If you can, somehow, continue to adapt, eventually you self will bear little resemblance to your current self and you will have little more reason to identify with that self than with your future children. In other words, your immortality will be superfluous.
The whole concept of eternal family that includes both immortality and family life is a bit of a chimera that results from a societal transition to K strategy and the increasing desire for individual immortality that comes with it. But the psychology of immortality is ultimately inconsistent with sexual reproduction.
A Biblical Perspective
There is something special about the language of the Bible. One of my favorites passages is the parable of the unjust steward:
There was a rich man who had a manager, and charges were brought to him that this man was wasting his possessions. And he called him and said to him, ‘What is this that I hear about you? Turn in the account of your management, for you can no longer be manager.’ And the manager said to himself, ‘What shall I do, since my master is taking the management away from me? I am not strong enough to dig, and I am ashamed to beg. I have decided what to do, so that when I am removed from management, people may receive me into their houses.’ So, summoning his master's debtors one by one, he said to the first, ‘How much do you owe my master?’ He said, ‘A hundred measures of oil.’ He said to him ‘Take your bill, and sit down quickly and write fifty.’ Then he said to another, ‘And how much do you owe?’ He said, ‘A hundred measures of wheat.’ He said to him, ‘Take your bill, and write eighty.’ The master commended the dishonest manager for his shrewdness. For the sons of this world are more shrewd in dealing with their own generation than the sons of light. And I tell you, make friends for yourselves by means of unrighteous wealth, so that when it fails they may receive you into the eternal dwellings.

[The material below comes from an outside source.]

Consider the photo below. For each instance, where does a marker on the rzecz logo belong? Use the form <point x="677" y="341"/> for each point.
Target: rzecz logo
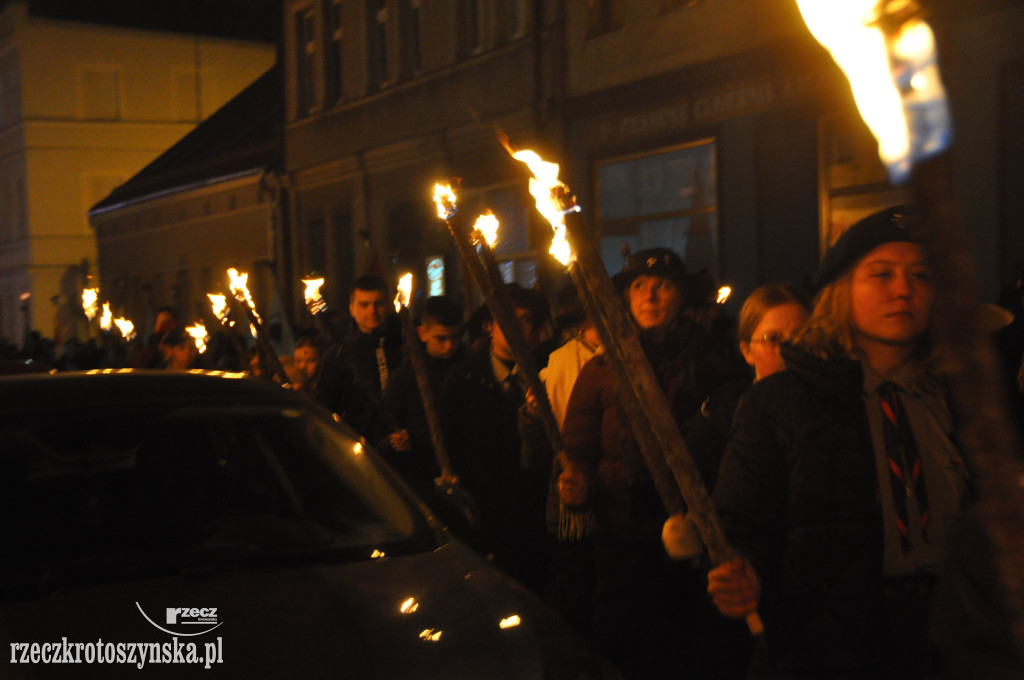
<point x="186" y="617"/>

As with any parable, there are many interesting interpretations. But my favorite is that the money represents life. Our life is not our own. Currently, we are not “strong enough to dig” and preserve it. The best we can do is give it away, even though it is not ours. by giving it away we achieve eternal life. The primary recipients of the life that we give is our children. But what happens when we do gain the power to “dig”? That is, what happens when we can preserve life for ourselves?
In a subsequent verse, it is written:
No servant can serve two masters, for either he will hate the one and love the other, or he will be devoted to the one and despise the other.
Similarly, when humans achieve the power of immortality we will have a choice. But we will ultimately be unable to choose both immortality and family. Therefore, to paraphrase another scripture: choose you this day whom ye will serve; whether the gods of reproduction, from whence we came, or the gods of immortality, in whose land ye dwell: but as for me and my house, we will serve the Family.